Until you are certain of the type of hearing loss you have, it’s impossible to determine the appropriate treatment option.
If you’re not sure what type of hearing loss you have, get a hearing test and your hearing care provider will be able to tell you.
In this post we’ll focus on the most common types of hearing loss: sensorineural, conductive, and mixed hearing loss.
The 3 Most Common Types of Hearing Loss
The graphic below illustrates the prevalence of certain types of hearing loss among the entire population of individuals with hearing loss.
Sensorineural Hearing Loss
Sensorineural hearing loss is the type of hearing loss most people are familiar with- that is, hearing loss as a result of aging, or a lifetime of exposure to loud noise (among other causes).

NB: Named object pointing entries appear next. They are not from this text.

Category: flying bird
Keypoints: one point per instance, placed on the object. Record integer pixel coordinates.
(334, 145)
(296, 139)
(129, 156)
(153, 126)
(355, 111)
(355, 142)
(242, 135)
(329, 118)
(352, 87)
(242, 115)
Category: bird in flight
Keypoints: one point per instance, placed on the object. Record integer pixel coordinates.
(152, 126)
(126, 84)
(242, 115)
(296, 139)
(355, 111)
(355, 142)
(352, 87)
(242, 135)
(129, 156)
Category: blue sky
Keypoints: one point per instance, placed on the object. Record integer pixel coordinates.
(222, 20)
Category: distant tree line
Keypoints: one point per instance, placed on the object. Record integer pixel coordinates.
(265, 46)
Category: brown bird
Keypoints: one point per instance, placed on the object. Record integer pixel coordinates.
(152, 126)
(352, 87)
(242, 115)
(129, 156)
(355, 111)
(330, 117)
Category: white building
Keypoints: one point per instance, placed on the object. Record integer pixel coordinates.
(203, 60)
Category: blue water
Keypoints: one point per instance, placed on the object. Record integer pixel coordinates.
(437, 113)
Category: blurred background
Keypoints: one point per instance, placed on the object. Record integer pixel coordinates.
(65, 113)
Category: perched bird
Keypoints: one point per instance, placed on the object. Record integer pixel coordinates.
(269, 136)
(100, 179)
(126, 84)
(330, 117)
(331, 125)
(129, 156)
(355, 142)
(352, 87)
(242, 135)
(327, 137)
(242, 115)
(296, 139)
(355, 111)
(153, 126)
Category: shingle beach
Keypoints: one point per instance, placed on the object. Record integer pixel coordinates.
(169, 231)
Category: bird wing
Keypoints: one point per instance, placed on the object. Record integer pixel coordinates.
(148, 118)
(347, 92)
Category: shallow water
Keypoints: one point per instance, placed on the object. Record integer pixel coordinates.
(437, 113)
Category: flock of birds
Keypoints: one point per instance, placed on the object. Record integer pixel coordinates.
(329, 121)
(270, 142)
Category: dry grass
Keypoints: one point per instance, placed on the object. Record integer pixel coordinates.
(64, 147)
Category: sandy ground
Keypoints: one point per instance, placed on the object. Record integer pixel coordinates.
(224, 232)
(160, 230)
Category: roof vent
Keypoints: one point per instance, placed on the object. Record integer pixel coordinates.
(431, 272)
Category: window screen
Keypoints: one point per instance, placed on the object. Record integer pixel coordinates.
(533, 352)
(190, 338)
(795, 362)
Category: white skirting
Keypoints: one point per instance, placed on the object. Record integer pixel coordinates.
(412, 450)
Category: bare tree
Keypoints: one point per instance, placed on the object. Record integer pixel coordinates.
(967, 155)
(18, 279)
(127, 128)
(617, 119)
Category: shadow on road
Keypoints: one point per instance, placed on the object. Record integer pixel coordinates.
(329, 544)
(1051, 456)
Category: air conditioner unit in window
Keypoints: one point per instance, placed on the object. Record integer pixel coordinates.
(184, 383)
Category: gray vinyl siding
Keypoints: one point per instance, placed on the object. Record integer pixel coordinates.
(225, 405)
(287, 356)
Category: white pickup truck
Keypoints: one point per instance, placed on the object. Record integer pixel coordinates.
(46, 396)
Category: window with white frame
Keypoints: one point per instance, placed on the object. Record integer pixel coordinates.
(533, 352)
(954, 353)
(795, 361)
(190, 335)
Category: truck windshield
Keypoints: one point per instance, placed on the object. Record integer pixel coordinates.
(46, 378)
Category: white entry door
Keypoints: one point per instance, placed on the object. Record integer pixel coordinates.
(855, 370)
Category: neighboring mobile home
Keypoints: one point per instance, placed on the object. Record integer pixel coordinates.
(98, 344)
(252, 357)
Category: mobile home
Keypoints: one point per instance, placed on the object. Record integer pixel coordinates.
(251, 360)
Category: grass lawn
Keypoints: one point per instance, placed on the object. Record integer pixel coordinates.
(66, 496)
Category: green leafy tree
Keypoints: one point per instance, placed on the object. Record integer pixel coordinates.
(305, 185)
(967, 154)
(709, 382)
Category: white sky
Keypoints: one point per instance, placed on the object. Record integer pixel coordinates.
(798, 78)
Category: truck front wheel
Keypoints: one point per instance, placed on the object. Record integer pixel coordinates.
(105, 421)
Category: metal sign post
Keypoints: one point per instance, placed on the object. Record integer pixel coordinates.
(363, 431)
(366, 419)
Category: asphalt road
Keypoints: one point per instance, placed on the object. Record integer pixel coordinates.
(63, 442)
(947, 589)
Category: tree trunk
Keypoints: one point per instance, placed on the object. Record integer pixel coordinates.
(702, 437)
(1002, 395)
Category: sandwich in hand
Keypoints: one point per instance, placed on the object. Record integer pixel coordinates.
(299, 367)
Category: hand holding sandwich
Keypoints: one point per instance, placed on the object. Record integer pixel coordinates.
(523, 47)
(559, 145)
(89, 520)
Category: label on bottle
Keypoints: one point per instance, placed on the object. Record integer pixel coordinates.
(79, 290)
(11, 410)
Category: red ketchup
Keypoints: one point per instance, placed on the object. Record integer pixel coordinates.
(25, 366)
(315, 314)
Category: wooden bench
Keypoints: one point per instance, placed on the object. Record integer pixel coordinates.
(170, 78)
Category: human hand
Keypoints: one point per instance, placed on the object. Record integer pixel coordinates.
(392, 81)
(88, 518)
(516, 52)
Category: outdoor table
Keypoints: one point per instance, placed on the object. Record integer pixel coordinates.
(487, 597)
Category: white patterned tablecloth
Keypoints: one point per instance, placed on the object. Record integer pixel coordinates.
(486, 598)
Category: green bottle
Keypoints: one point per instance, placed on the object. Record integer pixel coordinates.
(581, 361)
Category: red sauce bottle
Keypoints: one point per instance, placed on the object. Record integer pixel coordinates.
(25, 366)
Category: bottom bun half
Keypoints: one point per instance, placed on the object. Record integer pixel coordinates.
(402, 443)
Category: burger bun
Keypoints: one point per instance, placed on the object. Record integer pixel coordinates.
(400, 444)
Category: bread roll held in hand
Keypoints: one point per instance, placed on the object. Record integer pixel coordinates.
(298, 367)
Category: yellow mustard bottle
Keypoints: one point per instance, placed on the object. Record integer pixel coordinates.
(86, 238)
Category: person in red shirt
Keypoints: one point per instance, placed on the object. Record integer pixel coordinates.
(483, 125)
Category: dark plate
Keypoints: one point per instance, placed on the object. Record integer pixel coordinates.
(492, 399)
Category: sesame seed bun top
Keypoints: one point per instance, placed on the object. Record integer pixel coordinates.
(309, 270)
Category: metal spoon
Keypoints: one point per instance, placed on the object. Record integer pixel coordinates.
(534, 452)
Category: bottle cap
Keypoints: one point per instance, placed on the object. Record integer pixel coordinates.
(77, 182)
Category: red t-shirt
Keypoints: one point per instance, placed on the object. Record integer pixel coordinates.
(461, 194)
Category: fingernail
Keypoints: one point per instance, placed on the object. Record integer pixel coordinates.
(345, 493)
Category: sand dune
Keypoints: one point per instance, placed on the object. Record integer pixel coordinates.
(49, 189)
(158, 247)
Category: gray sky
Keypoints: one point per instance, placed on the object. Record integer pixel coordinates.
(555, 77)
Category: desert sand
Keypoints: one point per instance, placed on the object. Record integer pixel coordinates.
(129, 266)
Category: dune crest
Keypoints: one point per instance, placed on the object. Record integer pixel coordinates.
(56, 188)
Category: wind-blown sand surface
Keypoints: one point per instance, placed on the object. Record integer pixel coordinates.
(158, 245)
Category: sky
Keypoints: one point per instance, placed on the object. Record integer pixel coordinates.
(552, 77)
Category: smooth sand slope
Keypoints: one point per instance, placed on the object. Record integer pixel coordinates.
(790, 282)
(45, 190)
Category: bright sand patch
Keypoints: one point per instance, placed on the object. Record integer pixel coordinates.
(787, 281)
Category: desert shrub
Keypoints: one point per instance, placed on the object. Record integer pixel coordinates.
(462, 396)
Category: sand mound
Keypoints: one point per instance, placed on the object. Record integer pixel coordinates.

As the most common type of hearing loss, by a long shot, sensorineural hearing loss is the type of hearing loss that over 90% of people with hearing loss have.
Common symptoms of sensorineural hearing loss include:
- Difficulty understanding people, especially in background noise
- Spending less time in social activities from fatigue
- Tinnitus (ringing in the ears)
The primary treatment option for sensorineural hearing loss is hearing aids.
Conductive Hearing Loss
Conductive hearing loss occurs when something blocks the pathway of sound from the air surrounding you to your inner ear.
This sound pathway can be blocked by something as simple as ear wax, or could be the result of a medical problem, such as ear infections or otosclerosis.
Much less common than sensorineural hearing loss, it is estimated that conductive hearing loss affects less than 10% of the entire population of individuals with hearing loss.
Common symptoms of conductive hearing loss
- Things sound muffled
- A feeling of fullness or pressure in the ear
- Pain in the ear
To treat conductive hearing loss, the underlying medical problem which is preventing sound from reaching your inner ear needs to be addressed, often through medications or surgery.
Mixed Hearing Loss
As the name implies, mixed hearing loss is when there is both conductive and sensorineural hearing loss at the same time.
For example, if an individual had an existing sensorineural hearing loss, and then got an ear infection, the ear infection would add a conductive component to the hearing loss.
Until the ear infection is healed- there would be a mixed hearing loss.
Mixed hearing loss is the most rare type of hearing loss and affects a very small percentage of individuals.
Common symptoms of mixed hearing loss
- Conversations don’t sound clear to you
- You have pain or fullness in your ears
To treat mixed hearing loss, doctors first try to treat the underlying cause of the conductive hearing loss component with medications or surgery, if possible. The sensorineural hearing loss that remains may be treated with hearing aids.